Los discípulos vieron al Señor Resucitado y se llenaron de alegría. Juan oyó aquella voz potente y cayó en éxtasis. También en medio de nosotros se hace presente el Señor y nos invita a creer en El, como la forma propia de hacer también nosotros la experiencia del Resucitado. No se trata en la mayoría de los casos de ver y tocar. Pero tampoco nos podemos contentar con una fe disecada que se limita a afirmar sólo teóricamente que Jesús ha resucitado.

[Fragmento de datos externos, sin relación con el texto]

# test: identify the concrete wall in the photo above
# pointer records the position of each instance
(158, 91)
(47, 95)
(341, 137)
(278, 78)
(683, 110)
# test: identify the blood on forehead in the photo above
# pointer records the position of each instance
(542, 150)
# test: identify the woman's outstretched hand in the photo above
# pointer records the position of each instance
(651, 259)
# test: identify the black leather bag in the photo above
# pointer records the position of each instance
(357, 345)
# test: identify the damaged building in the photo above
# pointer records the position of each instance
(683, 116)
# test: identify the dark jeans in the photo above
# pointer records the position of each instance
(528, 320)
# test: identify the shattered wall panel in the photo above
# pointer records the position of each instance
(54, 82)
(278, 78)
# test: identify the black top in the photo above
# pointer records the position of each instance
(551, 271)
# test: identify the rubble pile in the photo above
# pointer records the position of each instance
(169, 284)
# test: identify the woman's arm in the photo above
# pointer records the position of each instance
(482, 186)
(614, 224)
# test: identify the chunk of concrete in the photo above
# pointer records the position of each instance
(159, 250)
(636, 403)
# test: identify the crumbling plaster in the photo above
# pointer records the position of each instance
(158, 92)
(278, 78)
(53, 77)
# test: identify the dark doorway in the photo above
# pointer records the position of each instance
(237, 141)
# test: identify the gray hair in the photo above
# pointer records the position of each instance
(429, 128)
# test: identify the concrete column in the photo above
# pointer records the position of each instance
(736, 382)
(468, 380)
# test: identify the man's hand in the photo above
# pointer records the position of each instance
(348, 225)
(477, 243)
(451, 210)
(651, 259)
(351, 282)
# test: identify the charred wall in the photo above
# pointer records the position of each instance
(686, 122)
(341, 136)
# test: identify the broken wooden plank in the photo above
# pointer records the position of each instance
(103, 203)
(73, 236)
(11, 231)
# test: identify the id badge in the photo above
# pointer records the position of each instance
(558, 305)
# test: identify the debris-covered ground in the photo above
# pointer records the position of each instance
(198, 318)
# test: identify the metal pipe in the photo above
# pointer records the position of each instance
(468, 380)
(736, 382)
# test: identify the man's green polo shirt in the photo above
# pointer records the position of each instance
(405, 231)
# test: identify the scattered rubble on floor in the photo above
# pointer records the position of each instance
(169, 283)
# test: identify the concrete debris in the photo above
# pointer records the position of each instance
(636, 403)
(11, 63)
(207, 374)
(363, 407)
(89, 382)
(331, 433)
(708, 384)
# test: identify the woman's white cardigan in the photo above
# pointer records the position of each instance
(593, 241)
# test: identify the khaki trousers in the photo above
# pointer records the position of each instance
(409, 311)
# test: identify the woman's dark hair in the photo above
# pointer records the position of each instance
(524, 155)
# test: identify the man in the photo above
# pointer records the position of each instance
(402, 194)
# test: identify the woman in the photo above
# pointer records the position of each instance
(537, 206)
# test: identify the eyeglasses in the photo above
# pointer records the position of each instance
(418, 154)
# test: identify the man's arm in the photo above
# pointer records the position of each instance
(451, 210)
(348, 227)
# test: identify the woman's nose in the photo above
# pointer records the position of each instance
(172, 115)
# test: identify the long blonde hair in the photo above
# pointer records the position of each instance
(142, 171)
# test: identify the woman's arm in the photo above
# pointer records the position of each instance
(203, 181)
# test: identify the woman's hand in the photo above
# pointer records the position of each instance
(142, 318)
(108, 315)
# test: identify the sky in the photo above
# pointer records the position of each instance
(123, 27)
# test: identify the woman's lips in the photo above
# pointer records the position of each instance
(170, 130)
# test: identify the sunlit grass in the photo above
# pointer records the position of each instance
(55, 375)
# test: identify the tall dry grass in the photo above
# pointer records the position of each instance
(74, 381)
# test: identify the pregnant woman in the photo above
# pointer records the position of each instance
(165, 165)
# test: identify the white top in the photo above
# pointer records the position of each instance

Tenemos signos suficientes en la Escritura, en nuestra propia vida, en la vida de los cristianos mejores que nos rodean, en pequeñas comunidades cristianas que son como brotes de esperanza. Son signos suficientes para percibir que la muerte, la injusticia y el mal no son la última palabra y para "realizar" personalmente que el Espíritu de Dios actúa en la Historia, dirige nuestra vida y es capaz de sacar de la flaqueza de nuestra muerte y de nuestros pecados fuerzas de nueva vida de reconciliación y de paz. Tenemos señales suficientes para confesar como Tomás: "¡Señor mío y Dios mío!" y basta con que nos animemos a reconocer la presencia del Resucitado en nuestra vida para que también nosotros nos llenemos de alegría y nos reconozcamos bienaventurados.

Mira Germán, debemos rezar y trabajar en la evangelización para que esta experiencia pascual haga saltar los cerrojos que ha echado el miedo y abrir de par en par las puertas y ventanas de nuestras comunidades y que las lance al mundo para hacerle partícipe de su esperanza. Que el Señor nos ilumine para encontrar caminos para la comunicación de la esperanza que estos días celebremos todas las comunidades cristianas, en todos los lugares por los que discurre la vida del Jesús Resucitado.